Era troppo arrabbiata.
«Intenzione di ricambiare quella ragazza?! Ma dì, sei impazzita?!», ringhiò, cercando comunque di tenere a bada anche la sua rabbia, perché nonostante cercasse in tutti i modi di risolvere quella situazione, quelle parole così accusatorie l’avevano comunque ferito. E poi non avrebbe mai potuto ricambiare i sentimenti di Mira, nemmeno se lei non lo avesse minacciato, perché nel suo cuore c’era una persona ben precisa ed in quel momento gli era di fronte. Era lei la persona che il suo cuore aveva sempre ricercato, la persona che era rimasta incisa in quel cuore di ghiaccio da più tempo di quanto lui ci tenesse ad ammettere, e non sarebbe stata una qualsiasi ed anonima ragazza a surclassarla. Nessuna sarebbe riuscita a fare una cosa del genere. Non nel suo cuore, e volle ricordarglielo.
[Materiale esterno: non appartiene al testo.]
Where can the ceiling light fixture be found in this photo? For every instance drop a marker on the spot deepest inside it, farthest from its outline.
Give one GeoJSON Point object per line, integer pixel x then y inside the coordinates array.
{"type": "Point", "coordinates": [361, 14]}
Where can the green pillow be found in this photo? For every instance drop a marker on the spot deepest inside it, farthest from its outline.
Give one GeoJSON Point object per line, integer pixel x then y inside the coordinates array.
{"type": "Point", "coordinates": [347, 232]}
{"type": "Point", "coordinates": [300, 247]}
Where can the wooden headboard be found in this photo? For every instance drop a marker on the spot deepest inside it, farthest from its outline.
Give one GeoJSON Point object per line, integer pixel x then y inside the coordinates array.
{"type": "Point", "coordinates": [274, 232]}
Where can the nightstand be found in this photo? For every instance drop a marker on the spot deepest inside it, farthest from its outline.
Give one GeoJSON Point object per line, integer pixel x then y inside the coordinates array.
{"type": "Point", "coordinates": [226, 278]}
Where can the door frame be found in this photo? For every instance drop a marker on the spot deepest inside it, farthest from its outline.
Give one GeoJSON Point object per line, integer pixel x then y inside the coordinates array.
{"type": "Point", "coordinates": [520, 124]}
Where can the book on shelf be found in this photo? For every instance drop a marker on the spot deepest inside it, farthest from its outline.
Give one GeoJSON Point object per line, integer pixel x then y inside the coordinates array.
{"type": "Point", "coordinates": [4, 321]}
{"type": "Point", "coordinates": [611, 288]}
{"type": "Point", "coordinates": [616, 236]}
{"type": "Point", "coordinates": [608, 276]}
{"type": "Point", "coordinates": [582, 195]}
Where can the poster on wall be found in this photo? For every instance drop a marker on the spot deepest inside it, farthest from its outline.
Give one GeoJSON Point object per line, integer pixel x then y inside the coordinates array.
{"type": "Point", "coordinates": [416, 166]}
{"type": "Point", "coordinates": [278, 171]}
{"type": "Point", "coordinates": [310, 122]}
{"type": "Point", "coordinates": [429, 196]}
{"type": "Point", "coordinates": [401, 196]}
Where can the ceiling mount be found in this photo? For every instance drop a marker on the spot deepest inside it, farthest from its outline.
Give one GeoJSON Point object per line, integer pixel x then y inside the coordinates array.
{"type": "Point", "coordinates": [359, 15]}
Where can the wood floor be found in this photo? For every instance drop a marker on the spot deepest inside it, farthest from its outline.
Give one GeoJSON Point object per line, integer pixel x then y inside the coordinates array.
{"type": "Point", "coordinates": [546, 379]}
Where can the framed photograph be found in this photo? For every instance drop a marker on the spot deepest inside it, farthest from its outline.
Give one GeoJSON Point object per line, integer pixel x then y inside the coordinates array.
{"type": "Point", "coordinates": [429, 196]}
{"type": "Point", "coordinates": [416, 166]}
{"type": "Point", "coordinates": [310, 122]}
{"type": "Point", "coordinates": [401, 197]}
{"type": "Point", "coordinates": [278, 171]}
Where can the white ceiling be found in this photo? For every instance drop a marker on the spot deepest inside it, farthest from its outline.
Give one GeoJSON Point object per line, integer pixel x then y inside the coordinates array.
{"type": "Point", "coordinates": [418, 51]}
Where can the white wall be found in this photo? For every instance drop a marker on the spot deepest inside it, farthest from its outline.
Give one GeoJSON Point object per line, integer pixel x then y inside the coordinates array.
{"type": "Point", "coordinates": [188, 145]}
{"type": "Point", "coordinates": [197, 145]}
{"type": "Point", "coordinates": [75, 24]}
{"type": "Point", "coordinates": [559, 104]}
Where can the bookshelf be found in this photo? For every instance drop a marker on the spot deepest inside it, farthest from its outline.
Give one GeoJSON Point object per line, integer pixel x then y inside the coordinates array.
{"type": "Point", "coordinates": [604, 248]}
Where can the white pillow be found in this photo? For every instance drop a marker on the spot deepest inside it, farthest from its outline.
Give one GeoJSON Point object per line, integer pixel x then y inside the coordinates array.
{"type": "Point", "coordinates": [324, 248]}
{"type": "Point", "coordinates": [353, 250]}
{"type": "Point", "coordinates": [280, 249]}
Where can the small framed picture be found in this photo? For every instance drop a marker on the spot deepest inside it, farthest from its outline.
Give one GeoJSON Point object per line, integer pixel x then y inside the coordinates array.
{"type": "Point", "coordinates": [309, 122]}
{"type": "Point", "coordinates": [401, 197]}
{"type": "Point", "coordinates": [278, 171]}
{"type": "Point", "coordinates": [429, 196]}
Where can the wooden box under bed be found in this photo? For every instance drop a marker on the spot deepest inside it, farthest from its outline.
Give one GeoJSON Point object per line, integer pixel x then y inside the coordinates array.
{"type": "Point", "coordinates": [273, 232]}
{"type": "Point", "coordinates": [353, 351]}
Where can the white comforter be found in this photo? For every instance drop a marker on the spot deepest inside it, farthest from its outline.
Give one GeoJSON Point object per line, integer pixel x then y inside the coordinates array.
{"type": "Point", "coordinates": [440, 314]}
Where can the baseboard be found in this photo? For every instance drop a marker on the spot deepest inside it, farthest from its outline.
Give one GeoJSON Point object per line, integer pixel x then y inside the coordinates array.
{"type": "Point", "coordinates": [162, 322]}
«Non mi interessa di Mira Nakamura, né di quello che prova o quello che ha provato a fare, come non mi è mai importato di nessuna delle ragazze che ho sempre avuto al seguito. L’unica persona di cui mi interessa, l’unica di cui mi sia mai importato, in questo momento non sta avendo la minima fiducia in me», le rese noto con il tono di voce alquanto ferito. Aveva anche abbassato di nuovo gli occhi e la frangia argentea era finita per nasconderli alla vista della sua compagna, che dopo quelle parole non era riuscita a fare altro se non serrare la mascella con colpevolezza. Tuttavia non riuscì a dire nulla, nonostante il suo cuore avesse iniziato a battere dall’emozione per quelle parole, che non erano assolutamente da Kai. Eppure in quel momento si sentì emozionata, allo stesso modo di quando si erano concessi l’uno all’altra, e solo in quel momento riuscì a tranquillizzarsi, nonostante ci fosse ancora una cosa che non le era andata del tutto giù, e che le era rimasta di traverso come un boccone indigesto.
«Allora perché sei rimasto impalato? Perché non ti sei sottratto a quel bacio?», gli chiese con frustrazione, irrigidendo i muscoli del corpo per prepararsi ad una risposta che probabilmente non le sarebbe piaciuta. Però Kai si accorse della tensione che era scesa tra loro, così come si accorse dello stato d’animo preoccupato della sua compagna, ma lui aveva passato quasi tutta la pausa pranzo a cercare una possibile risposta a quella domanda, per cui non esitò nemmeno un momento prima di prendere parola.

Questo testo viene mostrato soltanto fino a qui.